Modelling (and I'm not talking about the catwalk variety!) is a long-standing method used to understand processes and phenomena. Astronomers created intricate mechanical models of the solar system, called orreries, to better understand how the planets moved relative to each other. For centuries boat builders used carefully made scale models to get the right "lines" for a hull and to test how they would behave in the water. Architects still construct scale models of major buildings to show what they will look like.

These models are all simplifications of the actual phenomena. Orreries usually assume that the planets travel in circular orbits instead of ellipses and boat models rarely have the fine detail of the planks. But these models can still be valuable. The well known industrial statistician George Box put it well when he said "all models are wrong but some models are useful".

Today, most models are computer based and ideally use sound mathematical theory. The crash testing of motor vehicles is an example of this, that has affected all our lives. In the past, actual pre-production vehicles were tested by crashing them into barriers.
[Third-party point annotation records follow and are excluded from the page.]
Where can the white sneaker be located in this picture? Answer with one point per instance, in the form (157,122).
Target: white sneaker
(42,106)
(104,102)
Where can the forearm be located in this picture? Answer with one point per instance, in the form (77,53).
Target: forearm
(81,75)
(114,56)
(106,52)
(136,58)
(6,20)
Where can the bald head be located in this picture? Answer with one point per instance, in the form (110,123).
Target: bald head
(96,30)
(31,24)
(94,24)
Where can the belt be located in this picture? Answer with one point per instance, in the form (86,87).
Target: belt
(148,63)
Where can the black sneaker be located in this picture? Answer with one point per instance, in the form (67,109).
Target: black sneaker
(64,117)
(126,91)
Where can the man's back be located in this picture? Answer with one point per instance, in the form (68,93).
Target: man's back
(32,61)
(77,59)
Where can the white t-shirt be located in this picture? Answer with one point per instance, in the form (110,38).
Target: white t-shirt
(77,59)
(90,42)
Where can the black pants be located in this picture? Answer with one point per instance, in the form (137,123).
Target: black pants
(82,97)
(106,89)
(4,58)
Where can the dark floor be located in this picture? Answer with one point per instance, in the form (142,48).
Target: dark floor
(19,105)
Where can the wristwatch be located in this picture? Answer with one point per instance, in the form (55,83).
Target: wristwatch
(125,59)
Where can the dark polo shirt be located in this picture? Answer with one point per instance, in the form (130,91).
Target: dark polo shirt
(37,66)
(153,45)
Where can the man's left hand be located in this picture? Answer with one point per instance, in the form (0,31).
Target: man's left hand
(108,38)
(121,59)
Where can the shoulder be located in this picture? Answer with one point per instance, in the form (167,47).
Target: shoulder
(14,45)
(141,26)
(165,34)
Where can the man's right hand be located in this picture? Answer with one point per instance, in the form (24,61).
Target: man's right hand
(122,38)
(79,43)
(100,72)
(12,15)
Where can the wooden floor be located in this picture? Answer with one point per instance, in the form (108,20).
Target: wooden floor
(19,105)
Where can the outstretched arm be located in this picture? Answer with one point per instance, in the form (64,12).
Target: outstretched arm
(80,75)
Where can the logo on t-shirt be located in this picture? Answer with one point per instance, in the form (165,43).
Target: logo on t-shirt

This was time-consuming and very expensive, meaning that only a few tests would be done. Today, mathematical models on high-speed computers are used to simulate how a car might behave in a crash. This requires detailed equations for how each body panel may deflect or tear, how each weld might withstand the stress and how each mass might move. The result has exquisite detail on how the car might absorb a crash and how great the forces on the occupants might be. This detail has led to much safer cars, while at the same time reducing their weight by putting strength exactly where it is needed. This has the additional environmental benefit of reducing fuel consumption.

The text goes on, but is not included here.